We also found a highly significant correlation between diabetes and total cholesterol, LDL, and TG values which were significantly higher in diabetic compared to the non-diabetic group with P-values of 0.000 for all. Higher HDL levels were also reported among non-diabetic compared to the diabetic group (55.1 ± 14.58 compared to 42.67 ± 14.42) with a P-value of 0.004 indicating a highly significant correlation. Kolhar and Priyanka [18] found that dyslipidemia is highly prevalent in diabetics and in particular more prevalent in those with poorly controlled diabetes. Also, Bhowmik et al. [3] reported that diabetic patients had a significant correlation with high total cholesterol, LDL, and TG levels with P-values lower than 0.001 for each, while low HDL levels were significantly correlated with diabetes (P = 0.048).
The origins of dyslipidemia in diabetes are complex but derived from specific abnormalities in lipoprotein metabolism and abnormalities in insulin action.
In this study, we found that there were low platelet counts in the obese group compared to the overweight group with a P-value of 0.003 indicating a highly significant correlation. This did not come in line with Jamshidi and Seif [16] who found that there is a significant relationship between central and general adiposity and higher platelet count. That study was performed on a greater number of cases (four-hundred eighty-six patients) while our study was conducted on fifty patients only. Also, in that study, they excluded diabetic and hypertensive patients. In our study, 77.3% of our obese patients were diabetics, and 45.5% of them were hypertensive, while Coban et al. [9] found that there is no significant correlation between platelet count and obesity in a study that was conducted on one-hundred obese patient and one-hundred controls.
Another noted highly significant correlation was found between lower platelet count and diabetes with a P-value of about 0.000. This may be because of various factors such as high production and turnover rate in T2DM with diminished mean platelet survival [19].
This goes with Kshirsagar et al. [19] who reported decreased platelet count in diabetic compared to non-diabetic patients but was not statistically significant (P = 0.08), as well as with Buch et al. [5] and Hekimsoy et al. [12].

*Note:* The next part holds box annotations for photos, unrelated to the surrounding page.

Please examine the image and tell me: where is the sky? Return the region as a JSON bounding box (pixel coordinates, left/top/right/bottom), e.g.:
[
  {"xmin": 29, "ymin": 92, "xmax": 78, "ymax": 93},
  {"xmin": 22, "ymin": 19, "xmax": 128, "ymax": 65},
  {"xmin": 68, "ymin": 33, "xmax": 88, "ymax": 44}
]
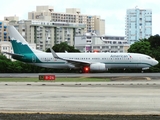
[{"xmin": 0, "ymin": 0, "xmax": 160, "ymax": 36}]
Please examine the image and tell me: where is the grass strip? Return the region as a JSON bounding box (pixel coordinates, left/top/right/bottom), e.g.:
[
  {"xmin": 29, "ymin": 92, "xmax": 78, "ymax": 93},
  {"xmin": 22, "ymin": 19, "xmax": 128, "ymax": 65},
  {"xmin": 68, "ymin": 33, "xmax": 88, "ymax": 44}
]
[{"xmin": 0, "ymin": 77, "xmax": 110, "ymax": 82}]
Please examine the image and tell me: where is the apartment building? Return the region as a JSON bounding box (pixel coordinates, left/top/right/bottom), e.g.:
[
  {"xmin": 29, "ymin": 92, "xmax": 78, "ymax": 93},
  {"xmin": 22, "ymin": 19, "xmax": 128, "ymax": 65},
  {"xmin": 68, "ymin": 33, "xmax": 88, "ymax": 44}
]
[
  {"xmin": 125, "ymin": 8, "xmax": 152, "ymax": 44},
  {"xmin": 9, "ymin": 20, "xmax": 86, "ymax": 51},
  {"xmin": 75, "ymin": 33, "xmax": 129, "ymax": 53},
  {"xmin": 0, "ymin": 20, "xmax": 9, "ymax": 41},
  {"xmin": 28, "ymin": 6, "xmax": 105, "ymax": 35}
]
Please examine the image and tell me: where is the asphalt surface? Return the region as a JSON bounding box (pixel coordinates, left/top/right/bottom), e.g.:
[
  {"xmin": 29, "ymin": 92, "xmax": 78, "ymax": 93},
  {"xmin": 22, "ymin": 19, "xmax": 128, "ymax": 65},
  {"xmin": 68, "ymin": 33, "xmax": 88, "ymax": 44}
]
[
  {"xmin": 0, "ymin": 73, "xmax": 160, "ymax": 79},
  {"xmin": 0, "ymin": 73, "xmax": 160, "ymax": 120}
]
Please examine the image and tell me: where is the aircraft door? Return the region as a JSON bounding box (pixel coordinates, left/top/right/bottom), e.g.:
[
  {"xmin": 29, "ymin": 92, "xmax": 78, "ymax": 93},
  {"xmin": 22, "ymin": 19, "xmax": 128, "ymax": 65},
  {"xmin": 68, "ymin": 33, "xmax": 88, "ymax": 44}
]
[
  {"xmin": 32, "ymin": 55, "xmax": 36, "ymax": 63},
  {"xmin": 137, "ymin": 57, "xmax": 142, "ymax": 68}
]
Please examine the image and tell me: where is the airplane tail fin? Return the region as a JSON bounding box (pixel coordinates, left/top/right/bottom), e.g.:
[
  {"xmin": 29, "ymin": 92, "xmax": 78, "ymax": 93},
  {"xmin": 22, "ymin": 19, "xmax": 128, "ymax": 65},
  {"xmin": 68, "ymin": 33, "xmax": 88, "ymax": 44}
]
[{"xmin": 8, "ymin": 26, "xmax": 33, "ymax": 55}]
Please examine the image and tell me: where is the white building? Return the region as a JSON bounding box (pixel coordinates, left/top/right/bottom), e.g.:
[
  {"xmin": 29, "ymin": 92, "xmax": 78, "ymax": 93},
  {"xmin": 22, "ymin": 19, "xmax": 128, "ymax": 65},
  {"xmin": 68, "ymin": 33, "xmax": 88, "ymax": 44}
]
[
  {"xmin": 75, "ymin": 34, "xmax": 129, "ymax": 53},
  {"xmin": 125, "ymin": 8, "xmax": 152, "ymax": 44},
  {"xmin": 28, "ymin": 6, "xmax": 105, "ymax": 35},
  {"xmin": 0, "ymin": 41, "xmax": 36, "ymax": 60},
  {"xmin": 9, "ymin": 20, "xmax": 86, "ymax": 51}
]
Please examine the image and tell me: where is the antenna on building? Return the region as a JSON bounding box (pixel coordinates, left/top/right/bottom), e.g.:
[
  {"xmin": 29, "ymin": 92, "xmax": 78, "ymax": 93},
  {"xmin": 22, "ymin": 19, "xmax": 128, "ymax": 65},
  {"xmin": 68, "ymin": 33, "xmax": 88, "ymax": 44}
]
[{"xmin": 49, "ymin": 9, "xmax": 53, "ymax": 12}]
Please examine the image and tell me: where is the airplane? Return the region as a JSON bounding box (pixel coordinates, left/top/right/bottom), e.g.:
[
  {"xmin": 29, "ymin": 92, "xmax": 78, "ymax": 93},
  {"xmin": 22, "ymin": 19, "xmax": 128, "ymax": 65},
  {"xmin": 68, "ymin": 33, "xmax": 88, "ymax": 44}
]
[{"xmin": 5, "ymin": 26, "xmax": 158, "ymax": 73}]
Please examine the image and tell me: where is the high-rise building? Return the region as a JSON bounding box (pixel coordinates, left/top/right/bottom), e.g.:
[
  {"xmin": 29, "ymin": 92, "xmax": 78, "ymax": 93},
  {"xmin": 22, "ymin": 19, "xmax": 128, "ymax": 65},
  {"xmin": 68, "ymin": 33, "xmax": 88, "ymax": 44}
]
[
  {"xmin": 28, "ymin": 6, "xmax": 105, "ymax": 35},
  {"xmin": 74, "ymin": 33, "xmax": 129, "ymax": 53},
  {"xmin": 125, "ymin": 8, "xmax": 152, "ymax": 44},
  {"xmin": 9, "ymin": 20, "xmax": 86, "ymax": 51}
]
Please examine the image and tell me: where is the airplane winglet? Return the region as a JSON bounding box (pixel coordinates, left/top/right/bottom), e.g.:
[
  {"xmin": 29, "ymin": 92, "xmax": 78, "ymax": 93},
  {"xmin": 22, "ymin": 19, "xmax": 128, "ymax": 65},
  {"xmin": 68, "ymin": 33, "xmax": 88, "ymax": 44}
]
[{"xmin": 50, "ymin": 47, "xmax": 64, "ymax": 60}]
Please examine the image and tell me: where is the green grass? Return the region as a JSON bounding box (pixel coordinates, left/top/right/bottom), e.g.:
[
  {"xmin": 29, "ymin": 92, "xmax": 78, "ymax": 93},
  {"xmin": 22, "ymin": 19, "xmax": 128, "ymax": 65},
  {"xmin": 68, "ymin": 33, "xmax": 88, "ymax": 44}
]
[{"xmin": 0, "ymin": 77, "xmax": 110, "ymax": 82}]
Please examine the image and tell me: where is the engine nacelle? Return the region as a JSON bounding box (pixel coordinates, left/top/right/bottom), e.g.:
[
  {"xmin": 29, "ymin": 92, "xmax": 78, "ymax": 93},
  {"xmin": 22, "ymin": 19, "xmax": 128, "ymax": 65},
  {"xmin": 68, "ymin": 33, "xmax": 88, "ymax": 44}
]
[{"xmin": 90, "ymin": 63, "xmax": 107, "ymax": 71}]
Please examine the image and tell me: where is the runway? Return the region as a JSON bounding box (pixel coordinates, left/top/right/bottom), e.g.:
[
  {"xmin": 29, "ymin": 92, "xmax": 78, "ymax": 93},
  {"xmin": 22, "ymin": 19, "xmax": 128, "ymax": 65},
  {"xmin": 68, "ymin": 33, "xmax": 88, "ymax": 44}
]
[
  {"xmin": 0, "ymin": 79, "xmax": 160, "ymax": 115},
  {"xmin": 0, "ymin": 73, "xmax": 160, "ymax": 79}
]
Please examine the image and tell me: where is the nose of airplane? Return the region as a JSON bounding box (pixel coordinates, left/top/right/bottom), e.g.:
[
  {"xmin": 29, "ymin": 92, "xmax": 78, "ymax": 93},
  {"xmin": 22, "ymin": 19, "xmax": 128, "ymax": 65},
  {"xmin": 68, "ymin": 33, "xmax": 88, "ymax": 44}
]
[{"xmin": 153, "ymin": 60, "xmax": 158, "ymax": 65}]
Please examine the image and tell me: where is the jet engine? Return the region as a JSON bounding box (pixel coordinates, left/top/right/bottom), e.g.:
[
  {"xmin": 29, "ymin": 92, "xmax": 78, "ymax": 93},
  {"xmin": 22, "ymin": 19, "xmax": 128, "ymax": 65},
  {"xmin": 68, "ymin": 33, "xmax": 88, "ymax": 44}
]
[{"xmin": 90, "ymin": 63, "xmax": 107, "ymax": 71}]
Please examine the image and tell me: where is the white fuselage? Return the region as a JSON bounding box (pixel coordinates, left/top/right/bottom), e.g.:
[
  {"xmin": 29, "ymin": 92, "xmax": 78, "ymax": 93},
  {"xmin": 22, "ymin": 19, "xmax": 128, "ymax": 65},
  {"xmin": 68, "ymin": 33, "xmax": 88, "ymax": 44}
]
[{"xmin": 31, "ymin": 53, "xmax": 158, "ymax": 68}]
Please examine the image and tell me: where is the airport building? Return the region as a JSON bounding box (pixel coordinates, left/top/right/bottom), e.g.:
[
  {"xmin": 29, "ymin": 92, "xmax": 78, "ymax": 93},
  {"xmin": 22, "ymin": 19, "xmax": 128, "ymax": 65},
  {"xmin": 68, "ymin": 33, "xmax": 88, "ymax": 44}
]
[
  {"xmin": 0, "ymin": 41, "xmax": 36, "ymax": 60},
  {"xmin": 28, "ymin": 6, "xmax": 105, "ymax": 35},
  {"xmin": 125, "ymin": 8, "xmax": 152, "ymax": 44},
  {"xmin": 75, "ymin": 34, "xmax": 129, "ymax": 53},
  {"xmin": 9, "ymin": 20, "xmax": 86, "ymax": 51}
]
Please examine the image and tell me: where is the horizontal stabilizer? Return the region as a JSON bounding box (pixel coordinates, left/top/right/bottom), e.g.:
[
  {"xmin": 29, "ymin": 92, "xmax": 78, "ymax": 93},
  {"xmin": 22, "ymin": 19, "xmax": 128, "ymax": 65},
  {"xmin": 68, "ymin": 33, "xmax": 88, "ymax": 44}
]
[{"xmin": 3, "ymin": 52, "xmax": 23, "ymax": 57}]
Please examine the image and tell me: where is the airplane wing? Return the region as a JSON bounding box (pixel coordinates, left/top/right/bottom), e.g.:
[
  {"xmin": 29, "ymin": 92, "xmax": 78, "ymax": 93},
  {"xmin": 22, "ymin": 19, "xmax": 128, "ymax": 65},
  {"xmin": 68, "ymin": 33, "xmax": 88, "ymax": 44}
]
[
  {"xmin": 50, "ymin": 48, "xmax": 91, "ymax": 65},
  {"xmin": 3, "ymin": 52, "xmax": 23, "ymax": 57}
]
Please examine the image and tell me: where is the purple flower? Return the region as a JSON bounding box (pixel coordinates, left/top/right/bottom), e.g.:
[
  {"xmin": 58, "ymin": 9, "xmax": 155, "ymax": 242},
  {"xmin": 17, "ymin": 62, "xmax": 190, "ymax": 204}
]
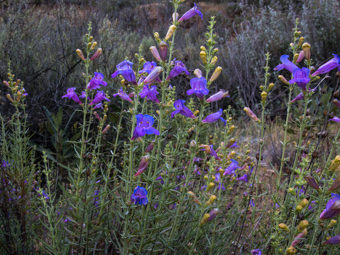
[
  {"xmin": 1, "ymin": 160, "xmax": 11, "ymax": 168},
  {"xmin": 131, "ymin": 114, "xmax": 159, "ymax": 140},
  {"xmin": 166, "ymin": 60, "xmax": 190, "ymax": 80},
  {"xmin": 139, "ymin": 61, "xmax": 157, "ymax": 74},
  {"xmin": 143, "ymin": 66, "xmax": 163, "ymax": 84},
  {"xmin": 325, "ymin": 235, "xmax": 340, "ymax": 244},
  {"xmin": 113, "ymin": 88, "xmax": 132, "ymax": 103},
  {"xmin": 171, "ymin": 99, "xmax": 195, "ymax": 119},
  {"xmin": 131, "ymin": 186, "xmax": 149, "ymax": 205},
  {"xmin": 178, "ymin": 4, "xmax": 203, "ymax": 22},
  {"xmin": 333, "ymin": 99, "xmax": 340, "ymax": 108},
  {"xmin": 206, "ymin": 89, "xmax": 229, "ymax": 103},
  {"xmin": 329, "ymin": 116, "xmax": 340, "ymax": 123},
  {"xmin": 289, "ymin": 67, "xmax": 310, "ymax": 90},
  {"xmin": 320, "ymin": 193, "xmax": 340, "ymax": 220},
  {"xmin": 251, "ymin": 249, "xmax": 262, "ymax": 255},
  {"xmin": 87, "ymin": 72, "xmax": 107, "ymax": 90},
  {"xmin": 274, "ymin": 55, "xmax": 298, "ymax": 73},
  {"xmin": 111, "ymin": 60, "xmax": 136, "ymax": 84},
  {"xmin": 312, "ymin": 54, "xmax": 340, "ymax": 76},
  {"xmin": 89, "ymin": 90, "xmax": 110, "ymax": 105},
  {"xmin": 223, "ymin": 159, "xmax": 240, "ymax": 175},
  {"xmin": 202, "ymin": 109, "xmax": 227, "ymax": 125},
  {"xmin": 187, "ymin": 77, "xmax": 209, "ymax": 98},
  {"xmin": 61, "ymin": 88, "xmax": 82, "ymax": 104},
  {"xmin": 139, "ymin": 85, "xmax": 159, "ymax": 103}
]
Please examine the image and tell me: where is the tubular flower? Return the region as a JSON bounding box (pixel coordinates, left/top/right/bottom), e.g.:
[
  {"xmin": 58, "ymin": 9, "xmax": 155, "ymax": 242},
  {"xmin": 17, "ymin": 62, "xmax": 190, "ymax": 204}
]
[
  {"xmin": 202, "ymin": 109, "xmax": 227, "ymax": 125},
  {"xmin": 223, "ymin": 159, "xmax": 240, "ymax": 175},
  {"xmin": 113, "ymin": 88, "xmax": 132, "ymax": 103},
  {"xmin": 320, "ymin": 193, "xmax": 340, "ymax": 220},
  {"xmin": 61, "ymin": 88, "xmax": 82, "ymax": 104},
  {"xmin": 289, "ymin": 67, "xmax": 310, "ymax": 90},
  {"xmin": 143, "ymin": 66, "xmax": 163, "ymax": 84},
  {"xmin": 134, "ymin": 155, "xmax": 150, "ymax": 176},
  {"xmin": 243, "ymin": 107, "xmax": 260, "ymax": 122},
  {"xmin": 139, "ymin": 85, "xmax": 159, "ymax": 103},
  {"xmin": 111, "ymin": 60, "xmax": 136, "ymax": 84},
  {"xmin": 312, "ymin": 54, "xmax": 340, "ymax": 76},
  {"xmin": 139, "ymin": 61, "xmax": 157, "ymax": 74},
  {"xmin": 132, "ymin": 114, "xmax": 159, "ymax": 140},
  {"xmin": 206, "ymin": 89, "xmax": 230, "ymax": 103},
  {"xmin": 329, "ymin": 116, "xmax": 340, "ymax": 123},
  {"xmin": 187, "ymin": 77, "xmax": 209, "ymax": 98},
  {"xmin": 166, "ymin": 60, "xmax": 190, "ymax": 80},
  {"xmin": 171, "ymin": 99, "xmax": 195, "ymax": 119},
  {"xmin": 274, "ymin": 55, "xmax": 298, "ymax": 73},
  {"xmin": 89, "ymin": 90, "xmax": 110, "ymax": 105},
  {"xmin": 131, "ymin": 186, "xmax": 149, "ymax": 205},
  {"xmin": 178, "ymin": 4, "xmax": 203, "ymax": 22},
  {"xmin": 87, "ymin": 72, "xmax": 107, "ymax": 90},
  {"xmin": 325, "ymin": 235, "xmax": 340, "ymax": 244}
]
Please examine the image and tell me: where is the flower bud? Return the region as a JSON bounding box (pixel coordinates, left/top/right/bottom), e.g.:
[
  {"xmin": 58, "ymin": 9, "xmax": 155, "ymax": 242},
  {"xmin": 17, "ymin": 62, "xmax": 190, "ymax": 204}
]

We also found relatively lower serum albumin levels in the diabetic compared to the non-diabetic group with a P-value of 0.000. This agrees with Riaz et al. [27] who found that serum albumin for diabetic individuals was lower than control subjects which was statistically significant correlation (P < 0.05). Mostly due to the fact that patients with T2DM with long duration and/or poor control may develop diabetic nephropathy where they lose albumin in urine.